The judge said the number of deaths at Hoegel's hands "surpasses human imagination". He expressed regret that the court had not been "fully able to lift the fog" for loved ones about other likely victims. On the final day of hearings on Wednesday, Hoegel asked his victims' families for forgiveness for his "horrible acts". "I would like to sincerely apologise for everything I did to you over the course of years," he said.
Caught in 2005 while injecting an unprescribed medication into a patient in Delmenhorst, Hoegel was sentenced in 2008 to seven years in prison for attempted murder. A second trial followed in 2014-2015 under pressure from alleged victims' families. He was found guilty of murder and attempted murder of five other victims and given the maximum sentence of life.

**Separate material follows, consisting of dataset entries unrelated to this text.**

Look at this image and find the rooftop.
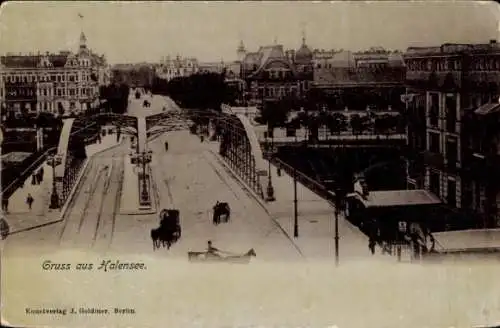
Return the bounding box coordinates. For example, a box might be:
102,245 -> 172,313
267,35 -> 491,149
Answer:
474,102 -> 500,116
1,50 -> 106,69
1,152 -> 32,166
404,40 -> 500,57
433,229 -> 500,252
350,189 -> 441,208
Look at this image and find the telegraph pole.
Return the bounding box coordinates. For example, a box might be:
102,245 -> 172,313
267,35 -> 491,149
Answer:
293,133 -> 299,238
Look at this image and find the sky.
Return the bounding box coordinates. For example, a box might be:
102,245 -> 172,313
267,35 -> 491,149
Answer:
0,1 -> 499,64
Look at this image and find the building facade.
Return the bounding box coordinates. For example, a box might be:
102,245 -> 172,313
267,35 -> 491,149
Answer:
156,55 -> 199,81
0,32 -> 110,117
312,48 -> 406,111
112,63 -> 155,87
404,40 -> 500,228
238,37 -> 314,107
198,60 -> 226,74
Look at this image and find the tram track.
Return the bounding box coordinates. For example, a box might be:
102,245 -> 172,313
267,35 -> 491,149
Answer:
107,157 -> 124,249
58,164 -> 108,246
91,162 -> 115,245
77,166 -> 109,234
58,141 -> 128,249
91,156 -> 124,250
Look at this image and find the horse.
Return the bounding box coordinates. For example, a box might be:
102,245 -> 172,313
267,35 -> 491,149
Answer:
151,226 -> 179,251
212,202 -> 230,225
151,209 -> 181,251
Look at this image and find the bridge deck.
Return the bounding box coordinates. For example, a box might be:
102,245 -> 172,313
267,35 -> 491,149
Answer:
111,130 -> 303,261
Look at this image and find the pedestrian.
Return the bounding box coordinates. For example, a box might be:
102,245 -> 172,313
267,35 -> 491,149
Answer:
2,197 -> 8,213
368,238 -> 376,255
26,193 -> 34,210
31,173 -> 37,185
0,217 -> 9,240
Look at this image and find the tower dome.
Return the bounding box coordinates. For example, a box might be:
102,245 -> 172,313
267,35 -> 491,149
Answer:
79,32 -> 87,49
295,33 -> 312,63
236,40 -> 246,62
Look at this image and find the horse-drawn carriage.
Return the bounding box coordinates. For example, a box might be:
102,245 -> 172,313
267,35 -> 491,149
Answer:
151,209 -> 181,250
212,201 -> 230,225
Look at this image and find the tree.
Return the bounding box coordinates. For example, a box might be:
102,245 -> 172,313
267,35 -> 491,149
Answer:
327,113 -> 348,135
161,72 -> 231,112
350,114 -> 363,135
255,101 -> 289,127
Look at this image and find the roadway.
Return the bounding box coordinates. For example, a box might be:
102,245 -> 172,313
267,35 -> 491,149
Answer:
110,129 -> 302,261
2,94 -> 302,262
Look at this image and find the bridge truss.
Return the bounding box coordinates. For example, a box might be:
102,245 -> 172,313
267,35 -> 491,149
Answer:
179,109 -> 269,200
54,106 -> 271,213
54,114 -> 138,209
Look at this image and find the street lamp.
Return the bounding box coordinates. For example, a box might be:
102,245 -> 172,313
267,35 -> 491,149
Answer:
132,150 -> 153,204
47,154 -> 62,209
265,126 -> 275,202
332,187 -> 345,266
293,133 -> 299,238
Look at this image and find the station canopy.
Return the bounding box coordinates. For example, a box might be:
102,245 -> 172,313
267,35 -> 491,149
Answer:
474,102 -> 500,116
349,189 -> 441,208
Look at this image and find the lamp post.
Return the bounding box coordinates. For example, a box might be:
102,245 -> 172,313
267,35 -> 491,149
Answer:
333,187 -> 345,266
265,124 -> 275,202
47,154 -> 62,209
334,197 -> 340,266
132,150 -> 153,204
293,133 -> 299,238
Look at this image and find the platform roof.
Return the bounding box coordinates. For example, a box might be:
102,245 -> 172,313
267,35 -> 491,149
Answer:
350,189 -> 441,208
433,229 -> 500,252
474,102 -> 500,116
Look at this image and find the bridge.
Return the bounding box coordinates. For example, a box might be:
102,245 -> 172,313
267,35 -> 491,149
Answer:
2,94 -> 399,264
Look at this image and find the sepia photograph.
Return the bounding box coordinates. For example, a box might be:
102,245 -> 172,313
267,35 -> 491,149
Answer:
1,1 -> 500,327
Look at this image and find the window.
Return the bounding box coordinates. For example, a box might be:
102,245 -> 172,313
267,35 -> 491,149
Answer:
429,132 -> 440,153
447,179 -> 456,207
445,95 -> 456,132
460,181 -> 472,210
430,171 -> 440,196
446,137 -> 458,167
429,93 -> 439,127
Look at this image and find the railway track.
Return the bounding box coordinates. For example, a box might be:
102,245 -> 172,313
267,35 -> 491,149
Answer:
91,156 -> 124,250
58,163 -> 109,246
92,162 -> 115,244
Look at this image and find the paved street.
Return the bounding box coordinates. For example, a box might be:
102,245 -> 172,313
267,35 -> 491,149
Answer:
127,92 -> 176,117
111,129 -> 302,261
2,95 -> 302,262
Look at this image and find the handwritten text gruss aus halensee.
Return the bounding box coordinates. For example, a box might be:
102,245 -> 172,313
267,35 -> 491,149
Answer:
41,260 -> 147,272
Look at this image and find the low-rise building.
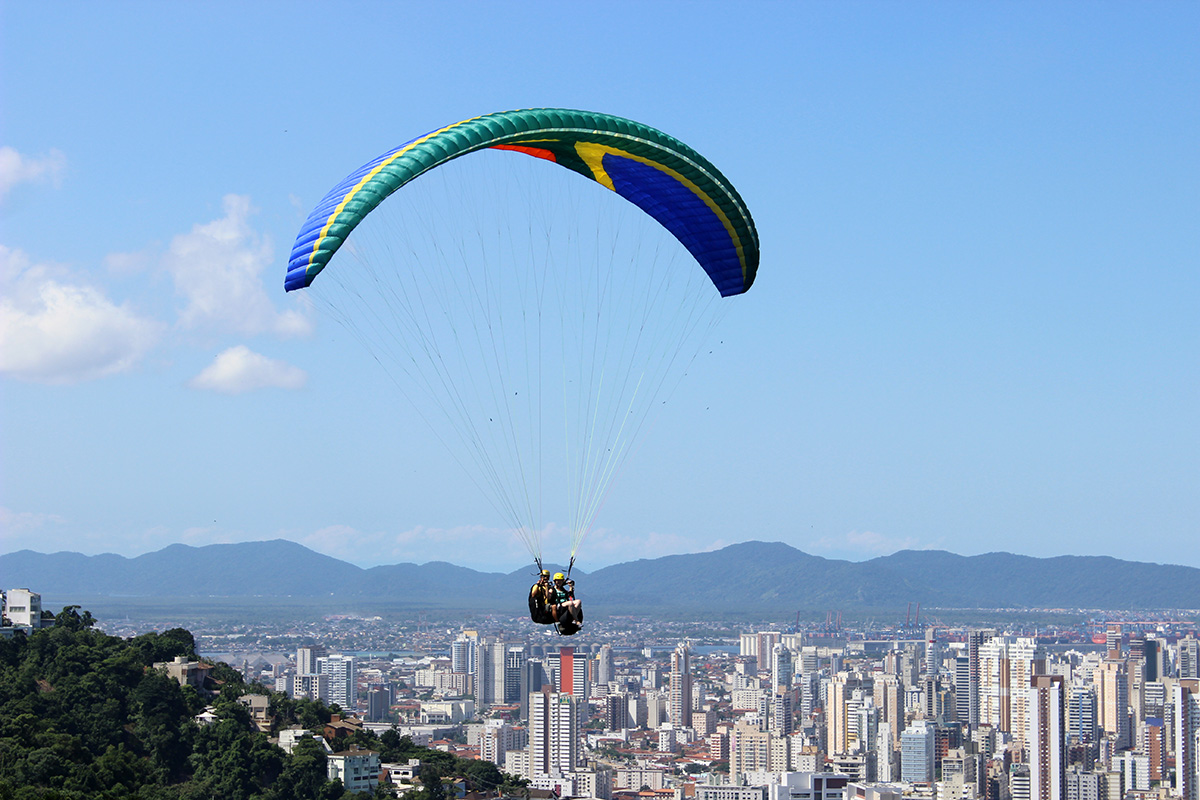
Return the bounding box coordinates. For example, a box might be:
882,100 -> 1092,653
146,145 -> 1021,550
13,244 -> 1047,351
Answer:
154,656 -> 213,690
327,747 -> 380,794
2,589 -> 44,629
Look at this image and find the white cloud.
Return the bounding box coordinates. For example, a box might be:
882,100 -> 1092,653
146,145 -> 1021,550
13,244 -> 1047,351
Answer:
0,246 -> 163,383
165,194 -> 311,338
188,345 -> 306,393
0,507 -> 66,536
0,146 -> 66,200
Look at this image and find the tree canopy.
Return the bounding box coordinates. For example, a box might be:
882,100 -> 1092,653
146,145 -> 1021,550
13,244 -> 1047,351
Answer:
0,608 -> 523,799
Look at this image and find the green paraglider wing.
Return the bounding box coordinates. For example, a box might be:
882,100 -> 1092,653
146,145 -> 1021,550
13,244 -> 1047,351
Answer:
286,108 -> 758,297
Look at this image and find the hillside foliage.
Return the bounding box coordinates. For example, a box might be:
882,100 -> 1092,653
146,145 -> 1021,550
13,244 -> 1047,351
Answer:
0,608 -> 517,799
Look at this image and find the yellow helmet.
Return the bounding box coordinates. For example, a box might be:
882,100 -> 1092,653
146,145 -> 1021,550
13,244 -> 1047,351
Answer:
554,572 -> 565,581
540,569 -> 550,577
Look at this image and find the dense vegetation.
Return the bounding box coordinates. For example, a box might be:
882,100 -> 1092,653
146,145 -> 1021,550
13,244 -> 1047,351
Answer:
0,608 -> 522,799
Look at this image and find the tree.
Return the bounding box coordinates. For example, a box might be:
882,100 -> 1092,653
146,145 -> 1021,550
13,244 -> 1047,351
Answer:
460,758 -> 503,791
53,606 -> 95,631
420,762 -> 446,800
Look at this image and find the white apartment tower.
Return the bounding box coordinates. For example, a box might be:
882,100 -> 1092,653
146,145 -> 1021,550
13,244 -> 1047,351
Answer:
1180,637 -> 1200,681
925,628 -> 942,678
528,690 -> 583,777
316,654 -> 356,708
475,639 -> 509,707
452,632 -> 477,675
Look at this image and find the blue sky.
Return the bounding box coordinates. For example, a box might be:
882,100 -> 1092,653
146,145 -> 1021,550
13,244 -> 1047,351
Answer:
1,3 -> 1196,573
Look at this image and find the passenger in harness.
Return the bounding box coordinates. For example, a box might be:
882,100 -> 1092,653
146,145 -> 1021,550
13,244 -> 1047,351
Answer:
550,572 -> 583,631
528,570 -> 556,625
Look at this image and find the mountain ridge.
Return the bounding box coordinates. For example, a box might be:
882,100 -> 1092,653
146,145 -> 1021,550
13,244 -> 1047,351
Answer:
3,539 -> 1197,612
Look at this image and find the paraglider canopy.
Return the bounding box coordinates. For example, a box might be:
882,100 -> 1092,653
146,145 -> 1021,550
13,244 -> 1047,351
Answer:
287,108 -> 758,571
287,108 -> 758,297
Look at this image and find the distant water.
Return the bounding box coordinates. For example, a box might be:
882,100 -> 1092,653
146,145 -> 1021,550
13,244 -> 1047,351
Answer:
612,644 -> 737,656
203,650 -> 425,662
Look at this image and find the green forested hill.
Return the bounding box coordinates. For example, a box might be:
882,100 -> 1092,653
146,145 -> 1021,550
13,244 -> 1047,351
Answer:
0,608 -> 514,799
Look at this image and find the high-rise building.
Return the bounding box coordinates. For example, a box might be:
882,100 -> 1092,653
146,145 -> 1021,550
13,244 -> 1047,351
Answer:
1175,680 -> 1199,800
521,658 -> 548,721
854,702 -> 879,759
297,645 -> 328,676
316,654 -> 356,709
874,673 -> 902,748
1095,660 -> 1131,750
1069,682 -> 1098,744
798,670 -> 819,719
925,628 -> 942,678
1065,766 -> 1103,800
1181,637 -> 1200,680
481,719 -> 526,766
452,632 -> 477,675
828,671 -> 865,757
502,646 -> 526,704
955,655 -> 972,723
730,720 -> 789,776
1106,626 -> 1123,662
558,647 -> 588,699
472,639 -> 511,707
900,719 -> 935,784
978,635 -> 1045,745
1140,717 -> 1165,781
967,629 -> 998,729
876,722 -> 896,782
670,642 -> 692,728
1011,764 -> 1031,800
528,690 -> 583,777
772,643 -> 793,694
597,644 -> 614,685
604,693 -> 630,730
1027,675 -> 1066,800
296,671 -> 330,702
1147,638 -> 1168,684
770,692 -> 795,736
757,632 -> 782,669
367,683 -> 394,722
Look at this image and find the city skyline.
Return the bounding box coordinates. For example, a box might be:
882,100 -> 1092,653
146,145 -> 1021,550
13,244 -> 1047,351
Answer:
2,4 -> 1197,573
12,580 -> 1192,800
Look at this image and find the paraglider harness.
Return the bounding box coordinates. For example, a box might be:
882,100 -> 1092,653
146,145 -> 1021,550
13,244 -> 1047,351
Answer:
532,557 -> 580,636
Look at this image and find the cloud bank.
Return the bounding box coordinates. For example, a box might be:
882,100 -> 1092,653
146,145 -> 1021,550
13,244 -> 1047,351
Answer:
166,194 -> 310,338
0,146 -> 66,200
0,246 -> 163,383
188,345 -> 307,393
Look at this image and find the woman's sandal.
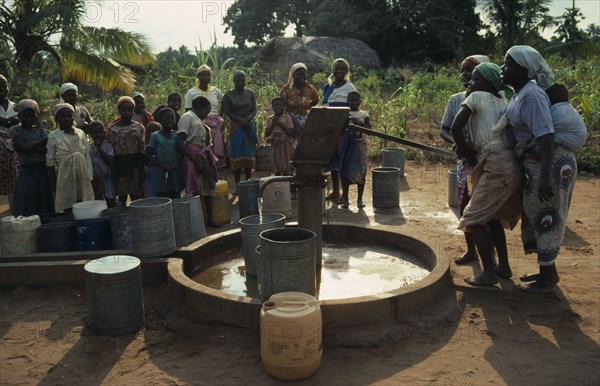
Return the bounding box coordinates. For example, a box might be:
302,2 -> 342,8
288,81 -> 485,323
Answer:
495,266 -> 513,279
454,254 -> 478,265
325,192 -> 340,201
519,272 -> 560,284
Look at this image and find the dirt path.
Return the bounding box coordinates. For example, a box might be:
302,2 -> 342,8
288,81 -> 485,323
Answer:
1,160 -> 599,385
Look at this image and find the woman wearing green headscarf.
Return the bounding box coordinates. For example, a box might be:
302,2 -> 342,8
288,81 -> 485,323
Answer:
451,62 -> 523,287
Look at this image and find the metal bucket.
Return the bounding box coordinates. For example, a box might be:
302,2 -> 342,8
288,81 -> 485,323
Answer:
448,168 -> 459,208
382,148 -> 406,176
75,218 -> 112,251
37,221 -> 76,253
1,215 -> 40,256
173,196 -> 206,241
39,212 -> 74,224
102,206 -> 132,250
238,178 -> 260,219
171,200 -> 193,247
85,255 -> 144,335
129,197 -> 176,257
258,227 -> 316,302
372,167 -> 401,208
256,145 -> 272,171
239,213 -> 285,277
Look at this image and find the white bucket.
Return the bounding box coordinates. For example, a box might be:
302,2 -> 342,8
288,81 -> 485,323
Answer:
259,177 -> 292,218
72,200 -> 108,220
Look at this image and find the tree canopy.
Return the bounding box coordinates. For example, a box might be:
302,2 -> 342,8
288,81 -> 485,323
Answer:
224,0 -> 492,64
0,0 -> 154,97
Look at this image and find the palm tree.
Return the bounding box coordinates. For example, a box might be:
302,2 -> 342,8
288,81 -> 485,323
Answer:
479,0 -> 556,52
0,0 -> 154,98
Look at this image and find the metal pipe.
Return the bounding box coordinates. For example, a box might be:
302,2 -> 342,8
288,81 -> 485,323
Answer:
349,124 -> 455,158
257,176 -> 294,198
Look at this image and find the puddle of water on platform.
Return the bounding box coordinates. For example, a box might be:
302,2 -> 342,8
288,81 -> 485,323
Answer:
190,242 -> 430,301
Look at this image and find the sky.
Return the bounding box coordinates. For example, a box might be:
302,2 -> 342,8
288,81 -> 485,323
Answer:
84,0 -> 600,54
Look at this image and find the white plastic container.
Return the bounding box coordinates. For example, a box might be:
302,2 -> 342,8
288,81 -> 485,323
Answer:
259,177 -> 292,218
260,292 -> 322,380
72,200 -> 108,220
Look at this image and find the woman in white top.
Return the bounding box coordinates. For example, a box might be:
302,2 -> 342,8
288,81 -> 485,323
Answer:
321,58 -> 357,201
184,64 -> 225,169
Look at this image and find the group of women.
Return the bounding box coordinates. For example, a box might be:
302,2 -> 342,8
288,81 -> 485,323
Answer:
442,45 -> 583,294
1,45 -> 582,294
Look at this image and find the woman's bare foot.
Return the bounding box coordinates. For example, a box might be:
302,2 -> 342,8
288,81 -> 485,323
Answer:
515,280 -> 555,294
464,272 -> 499,286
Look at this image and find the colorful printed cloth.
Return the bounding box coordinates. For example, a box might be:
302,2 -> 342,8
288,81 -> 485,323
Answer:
107,121 -> 145,196
521,142 -> 577,266
266,113 -> 295,174
182,142 -> 219,196
339,110 -> 369,185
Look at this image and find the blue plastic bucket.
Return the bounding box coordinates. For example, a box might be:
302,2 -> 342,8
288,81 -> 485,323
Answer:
75,218 -> 112,251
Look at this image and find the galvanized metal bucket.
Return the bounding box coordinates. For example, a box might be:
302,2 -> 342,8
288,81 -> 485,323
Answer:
239,213 -> 285,277
258,227 -> 316,301
372,167 -> 401,208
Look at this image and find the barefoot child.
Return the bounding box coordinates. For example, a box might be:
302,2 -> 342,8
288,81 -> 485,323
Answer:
88,121 -> 116,207
339,91 -> 370,209
265,97 -> 296,176
177,96 -> 219,227
108,96 -> 146,205
451,63 -> 522,287
10,99 -> 54,216
147,108 -> 183,199
47,103 -> 94,212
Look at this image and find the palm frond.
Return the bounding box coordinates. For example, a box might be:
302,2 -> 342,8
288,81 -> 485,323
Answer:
19,0 -> 86,39
66,25 -> 154,66
60,45 -> 136,93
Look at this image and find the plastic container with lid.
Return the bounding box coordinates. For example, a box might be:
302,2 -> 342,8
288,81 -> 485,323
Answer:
72,200 -> 108,220
260,292 -> 322,380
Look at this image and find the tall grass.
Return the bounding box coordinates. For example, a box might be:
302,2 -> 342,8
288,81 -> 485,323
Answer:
20,50 -> 600,173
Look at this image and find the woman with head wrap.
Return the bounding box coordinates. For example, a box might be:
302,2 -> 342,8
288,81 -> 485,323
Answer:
321,58 -> 357,201
107,96 -> 146,204
184,64 -> 226,169
222,70 -> 257,191
501,45 -> 572,293
440,54 -> 490,265
450,62 -> 522,287
59,82 -> 93,131
10,99 -> 54,215
0,75 -> 20,206
279,62 -> 319,130
46,103 -> 94,212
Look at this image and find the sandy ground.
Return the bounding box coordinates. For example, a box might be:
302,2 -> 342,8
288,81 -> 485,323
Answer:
1,160 -> 599,385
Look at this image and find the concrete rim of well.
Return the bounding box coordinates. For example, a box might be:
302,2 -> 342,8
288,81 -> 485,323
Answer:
168,223 -> 453,328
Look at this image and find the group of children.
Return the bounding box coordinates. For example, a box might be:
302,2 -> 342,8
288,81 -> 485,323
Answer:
3,59 -> 375,220
265,91 -> 371,208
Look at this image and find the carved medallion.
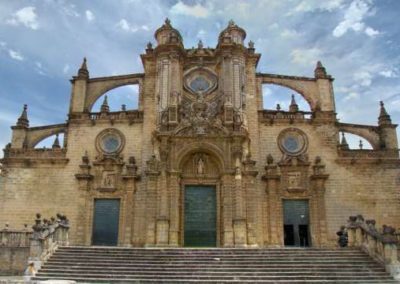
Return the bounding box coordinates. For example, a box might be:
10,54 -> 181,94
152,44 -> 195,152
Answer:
278,128 -> 308,156
183,67 -> 218,99
96,128 -> 125,155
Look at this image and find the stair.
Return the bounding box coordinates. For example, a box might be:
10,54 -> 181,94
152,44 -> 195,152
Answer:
32,246 -> 399,283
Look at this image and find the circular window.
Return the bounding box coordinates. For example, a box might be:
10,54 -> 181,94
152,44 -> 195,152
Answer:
96,129 -> 125,155
278,128 -> 308,156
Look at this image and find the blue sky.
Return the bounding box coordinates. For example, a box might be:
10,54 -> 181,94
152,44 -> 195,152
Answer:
0,0 -> 399,154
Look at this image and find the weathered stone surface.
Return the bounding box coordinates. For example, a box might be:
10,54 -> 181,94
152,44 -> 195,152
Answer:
0,20 -> 399,249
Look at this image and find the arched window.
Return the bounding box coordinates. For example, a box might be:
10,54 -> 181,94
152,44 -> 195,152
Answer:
91,85 -> 139,112
262,84 -> 311,112
34,133 -> 64,149
339,132 -> 373,150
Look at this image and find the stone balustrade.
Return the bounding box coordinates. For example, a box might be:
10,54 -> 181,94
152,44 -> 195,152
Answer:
26,213 -> 69,278
0,224 -> 31,247
345,215 -> 400,280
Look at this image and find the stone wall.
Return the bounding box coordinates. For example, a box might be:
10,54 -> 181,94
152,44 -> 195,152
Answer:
0,247 -> 29,275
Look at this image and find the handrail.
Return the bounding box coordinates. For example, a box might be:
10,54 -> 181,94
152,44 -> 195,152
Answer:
25,213 -> 69,279
344,215 -> 400,280
0,224 -> 32,247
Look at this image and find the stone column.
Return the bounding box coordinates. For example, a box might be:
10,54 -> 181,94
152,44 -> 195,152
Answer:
221,173 -> 234,247
233,169 -> 246,247
156,170 -> 169,246
168,171 -> 181,246
262,161 -> 281,247
122,158 -> 140,247
310,158 -> 329,247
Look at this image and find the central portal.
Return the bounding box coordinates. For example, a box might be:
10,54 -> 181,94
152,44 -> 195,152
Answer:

At the start of the third trial in October, the court said its main aim was to establish the full scope of the killing that was allowed to go unchecked for years. Victims' advocates say the court has failed woefully at the task, due in large part to Hoegel's own contradictory testimony.
After admitting on the first day of testimony to killing 100 patients in his care, he later revised his statement. He now says he committed 43 murders but denies five others. For the remaining 52 cases examined by the court, he says he cannot remember whether he "manipulated" his victims — his term for administering the deadly injections. The defendant claims, for example, not to remember his first victim, who died on February 7, 2000.